Утром и вечером призывников отпускали погулять. Днём была перекличка. Иногда я умудрялся уходить поутру и возвращаться во время второй прогулки – с пивом для санитара. В нескольких километрах от клиники текла река, я ходил к ней через лес и дачи, купался. Первые дни ко мне приезжала девушка, мы даже занимались любовью в лесу, но потом она отправилась в православную паломническую поездку. Поэтому своё совершеннолетие мне пришлось отмечать одному: я сбежал на весь день, зашёл в кофейню, заказал глинтвейн, выкурил сигариллу и выучил стихотворение Бродского «Чёрные города».
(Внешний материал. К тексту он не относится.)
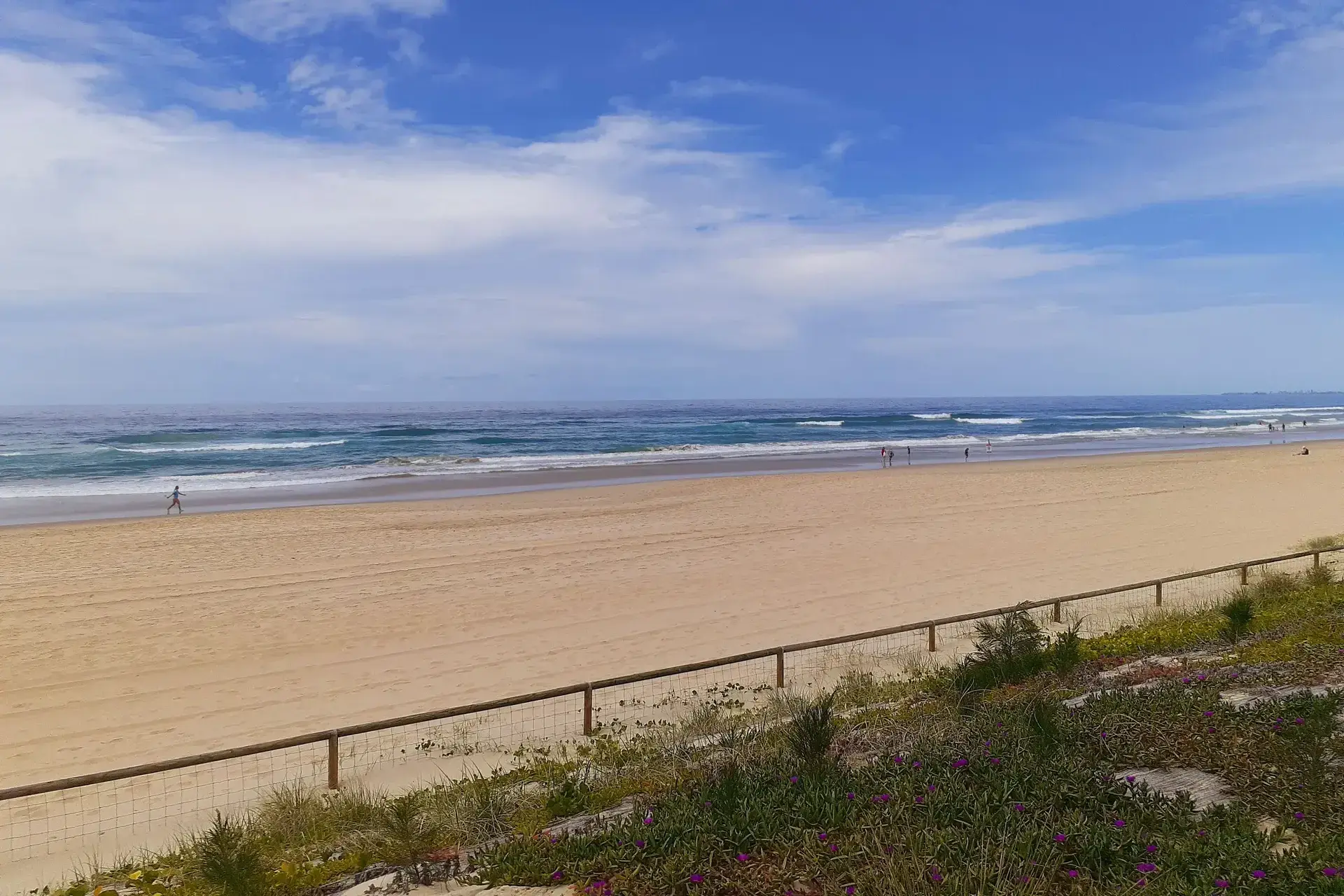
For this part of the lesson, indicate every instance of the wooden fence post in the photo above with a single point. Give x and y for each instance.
(334, 761)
Вскоре ко мне в палату подселили призывника Гошу. Он лунатиком был. Вскакивал среди ночи, смотрел на меня невменяемо и что-то бормотал. А днём казался нормальным парнем. Благодаря мне Гоша полюбил Бродского, хотя раньше ничего не читал. Я ему подарил цикл стихотворений «Часть речи». Затем подселили бессонного Мишу: он две недели вообще не спал, потому его забрали.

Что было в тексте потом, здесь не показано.